Saturday, June 16, 2012

Mary Hill State Park and Museum

We have another primo camping spot right on the water: At Mary Hill State Park near Goldendale, WA, on the Columbia River.  
The first place we visited was nearby Mary Hill Museum, built by Samuel Hill, an attorney, Quaker, visionary, promoter of roads, and president of the Seattle Gas and Electric Company.  Born in North Carolina in 1857 and Harvard educated, Hill’s dream was to build a Quaker farming community along the Columbia River.
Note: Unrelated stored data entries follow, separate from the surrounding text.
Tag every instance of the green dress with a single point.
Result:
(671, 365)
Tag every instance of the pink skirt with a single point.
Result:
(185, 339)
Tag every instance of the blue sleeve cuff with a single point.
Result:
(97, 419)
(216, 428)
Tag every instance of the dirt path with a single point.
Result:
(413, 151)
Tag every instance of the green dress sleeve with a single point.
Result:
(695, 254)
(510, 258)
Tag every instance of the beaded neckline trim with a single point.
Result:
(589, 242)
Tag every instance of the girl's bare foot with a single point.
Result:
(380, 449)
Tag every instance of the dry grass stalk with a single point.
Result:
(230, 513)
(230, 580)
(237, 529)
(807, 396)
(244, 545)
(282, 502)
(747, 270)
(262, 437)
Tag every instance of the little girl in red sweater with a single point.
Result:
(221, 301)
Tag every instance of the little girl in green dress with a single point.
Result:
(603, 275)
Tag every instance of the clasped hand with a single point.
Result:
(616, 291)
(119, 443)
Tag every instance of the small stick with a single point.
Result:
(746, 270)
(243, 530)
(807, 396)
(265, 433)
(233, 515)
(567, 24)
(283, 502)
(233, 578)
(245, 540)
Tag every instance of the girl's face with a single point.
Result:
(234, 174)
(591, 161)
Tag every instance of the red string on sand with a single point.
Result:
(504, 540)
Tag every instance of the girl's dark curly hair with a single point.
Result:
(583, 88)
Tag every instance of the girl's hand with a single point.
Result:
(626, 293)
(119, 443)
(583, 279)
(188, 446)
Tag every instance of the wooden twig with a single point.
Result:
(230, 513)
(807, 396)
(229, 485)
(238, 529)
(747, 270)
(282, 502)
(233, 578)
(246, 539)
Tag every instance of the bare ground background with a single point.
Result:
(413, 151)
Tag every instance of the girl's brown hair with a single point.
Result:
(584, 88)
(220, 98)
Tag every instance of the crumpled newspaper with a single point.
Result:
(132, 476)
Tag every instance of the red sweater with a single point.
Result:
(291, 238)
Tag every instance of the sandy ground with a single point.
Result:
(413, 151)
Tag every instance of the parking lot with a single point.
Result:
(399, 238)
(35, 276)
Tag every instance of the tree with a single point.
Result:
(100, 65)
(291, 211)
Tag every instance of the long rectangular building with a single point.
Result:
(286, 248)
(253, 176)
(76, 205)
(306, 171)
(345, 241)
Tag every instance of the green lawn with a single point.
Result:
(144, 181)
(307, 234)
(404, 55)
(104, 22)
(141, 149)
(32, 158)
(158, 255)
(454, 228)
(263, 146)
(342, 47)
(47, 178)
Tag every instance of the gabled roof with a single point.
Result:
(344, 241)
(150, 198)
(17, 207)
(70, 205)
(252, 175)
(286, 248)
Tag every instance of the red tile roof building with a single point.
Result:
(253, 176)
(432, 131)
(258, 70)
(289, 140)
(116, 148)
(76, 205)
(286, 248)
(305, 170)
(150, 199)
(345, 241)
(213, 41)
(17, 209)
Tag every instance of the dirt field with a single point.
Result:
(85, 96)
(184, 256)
His plan included a hilltop mansion home; however, Hill never finished the house, nor did his utopian society materialize.   
Hill was convinced by a friend -- avant garde dancer Loie Fuller -- to turn his unfinished home into an art museum.  Fuller (we saw a film of her dancing/swirling in voluminous fabric) helped Hill obtain an impressive collection, including 80 Rodins.  The museum also contains paintings, photographs and furniture belonging to another of Hill’s friends,  Queen Marie of Romania, a granddaughter of Britain's Queen Victoria.  And much more.
Hill died in 1931 before the museum was opened but another friend, sugar magnate Alma de Bretteville Spreckels, continued his dream.  The museum was opened to the public on Sam Hill’s birthday on May 13, 1940.   For more about Sam Hill, and this lovely and eclectic museum, click here. 
Jim hooking up the water to our rig at our great 
campsite on the Columbia River Gorge.  It got very 
windy that night and the river had white caps.

If you walk to the water at our campsite, this is 
the view:  The bridge to Oregon with 
Mt. Hood at the right.

The Mary Hill Museum-- named after builder 
Samuel Hill’s daughter -- was originally intended 
as a home for Hill and his family.  But Hill's wife, a 
Minneapolis native, did not like the west and moved 
back to Minnesota with their two children after only 
six months.

Jim and the Queen of Romania, who donated many 
of her own belonging to the Mary Hill Museum.  
She also dedicated the museum in 1926; 
the ceremony was attended by over 2000 people.

The Rodin Room of the Mary Hill Museum, 
with Jim near the back.
One of the sculptures on the museum grounds.  
As you walk past it, the image changes.
Jim looking at “Stonehenge,” another Sam Hill creation
just a few miles from the Mary Hill Museum.  Hill built 
it to memorialized local people killed in World War I 
(at the time it was thought England's Stonehenge was 
place where human sacrifices were made).  
Fallen soldiers' names are engraved on plaques 
placed on the large stones.  Hill’s grave is also nearby.